Dans le contexte des 35e Nuits d’Afrique, la formation montréalaise se produit au Ministère, ce samedi 10 juillet.

Todo Revuelto, (« tout mélangé » en français), plus récent album de Sonido Pesao paru en 2020, offre dix titres et explore des sonorités nouvelles pour le groupe, influences des Balkans et du Brésil, salsa et le hip hop old school. Coréalisé par Ian Lettre et Boogat, Todo Revuelto recèle des collaborations d’ici et d’ailleurs, on pense d’abord à KNLO (Alaclair Ensemble), Rebeca Lane (Guatemala), MadHi et Baby K.

Voilà autant d’éléments qui motivent PAN M 360 à s’entretenir avec le rappeur Chele.

PAN M 360 : Faites-nous la genèse de Sonido Pesao !

Chele : Le groupe s’est formé en 2006 sous le nom de Heavy Soundz. Nous étions trois MCs et un DJ. Avec le temps, ça s’est élargi, nous avons commencé à intégrer des musiciens, puis avec les années on a éliminé tous ce qui était sampling par de vrais instruments. Vers 2015, ça a pris une autre tournure, il n’y avait plus de rap en anglais, ce n’était qu’en espagnol. On s’est alors occupé à mélanger plus de musique latine. La formation a changé, on a eu moins de musiciens, certains MCs sont partis, puis on a traduit le nom de Heavy Soundz en espagnol, c’est devenu Sonido Pesao et ça a été officiel en 2016 quand on a sorti l’album Reir Para No Llorar.

PAN M 360 : Justement, qu’est-ce qui vous a poussé à changer votre nom?


Chele :
Je crois que c’est l’évolution de Heavy Soundz par tous les changements qui se sont produits. Cette identité qu’on a trouvée se trouve dans notre facilité qu’on a à mélanger la musique latine et le rap en espagnol.

PAN M 360 : Qu’est-ce qui vous différencie des autres, selon toi?


Chele :
Je crois que c’est le parcours de chacun, car chacun reste un musicien.
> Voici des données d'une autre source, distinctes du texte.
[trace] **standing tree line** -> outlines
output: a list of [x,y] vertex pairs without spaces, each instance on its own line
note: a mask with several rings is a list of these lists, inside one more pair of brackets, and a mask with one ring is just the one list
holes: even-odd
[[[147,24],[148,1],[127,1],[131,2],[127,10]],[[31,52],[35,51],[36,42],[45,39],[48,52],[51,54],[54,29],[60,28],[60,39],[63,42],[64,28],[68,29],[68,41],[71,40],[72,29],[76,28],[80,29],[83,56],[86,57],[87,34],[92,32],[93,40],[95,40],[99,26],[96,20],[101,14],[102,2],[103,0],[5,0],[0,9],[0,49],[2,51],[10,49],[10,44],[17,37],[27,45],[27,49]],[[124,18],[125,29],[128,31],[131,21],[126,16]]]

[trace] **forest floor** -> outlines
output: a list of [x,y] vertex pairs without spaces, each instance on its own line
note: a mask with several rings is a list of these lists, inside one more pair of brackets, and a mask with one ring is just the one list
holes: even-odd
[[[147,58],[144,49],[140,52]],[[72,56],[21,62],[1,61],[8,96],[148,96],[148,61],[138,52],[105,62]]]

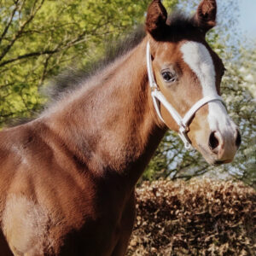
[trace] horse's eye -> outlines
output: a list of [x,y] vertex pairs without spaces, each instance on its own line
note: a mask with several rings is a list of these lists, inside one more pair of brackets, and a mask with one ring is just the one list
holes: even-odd
[[176,81],[175,74],[172,73],[170,71],[163,71],[162,77],[166,82],[174,82]]

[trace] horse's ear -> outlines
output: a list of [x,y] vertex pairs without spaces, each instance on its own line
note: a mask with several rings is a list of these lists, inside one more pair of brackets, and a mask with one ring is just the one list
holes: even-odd
[[146,30],[157,39],[164,33],[166,26],[167,12],[160,0],[153,0],[150,3],[146,19]]
[[216,25],[216,0],[202,0],[197,8],[194,17],[199,27],[207,33]]

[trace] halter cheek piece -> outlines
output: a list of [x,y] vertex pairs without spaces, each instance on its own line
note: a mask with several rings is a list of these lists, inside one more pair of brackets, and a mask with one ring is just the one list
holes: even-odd
[[205,96],[204,98],[198,101],[192,108],[186,113],[183,118],[180,116],[177,111],[172,106],[172,104],[166,100],[161,91],[159,90],[157,84],[155,83],[153,68],[152,68],[152,56],[150,53],[150,45],[148,42],[147,44],[147,69],[148,69],[148,77],[149,80],[149,86],[151,88],[151,96],[153,99],[154,106],[155,111],[160,118],[160,119],[165,123],[165,120],[162,118],[160,110],[160,102],[161,102],[170,114],[172,116],[173,119],[176,121],[179,126],[178,135],[182,141],[184,143],[186,149],[191,148],[191,142],[188,137],[187,132],[189,131],[188,124],[190,119],[193,118],[194,114],[199,110],[201,107],[211,102],[219,101],[224,103],[221,96],[216,95],[214,96]]

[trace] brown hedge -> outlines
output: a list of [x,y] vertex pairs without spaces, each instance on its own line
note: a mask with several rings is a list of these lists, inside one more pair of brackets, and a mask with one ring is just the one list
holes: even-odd
[[137,189],[127,255],[256,255],[256,192],[241,183],[160,180]]

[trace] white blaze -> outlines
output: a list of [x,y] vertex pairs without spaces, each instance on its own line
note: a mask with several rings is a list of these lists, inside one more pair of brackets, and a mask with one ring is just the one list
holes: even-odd
[[[212,56],[201,43],[189,41],[181,47],[184,61],[196,74],[202,87],[203,97],[217,96],[216,73]],[[236,125],[230,119],[225,108],[220,102],[208,103],[208,123],[211,131],[219,131],[224,133],[233,130]]]

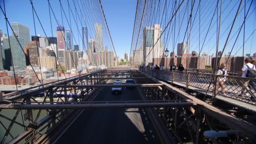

Le producteur du groupe, qui est aussi le batteur, Liam Lettre, a étudié la musique latine toute sa vie. Il s’est développé en tant qu’artiste ensuite ici à Montréal. Julien, le bassiste, est aussi un producteur montréalais. Javier est un Argentin-Colombien qui est venu ici à Montréal. Luny, l’autre rappeur, est du Guatemala mais il est né ici à Montréal. Moi, je viens du Salvador. Je crois qu’on a chacun notre bagage, notre expérience et notre parcours musical qui nous rend différents des autres, notamment par notre façon de voir et de composer la musique.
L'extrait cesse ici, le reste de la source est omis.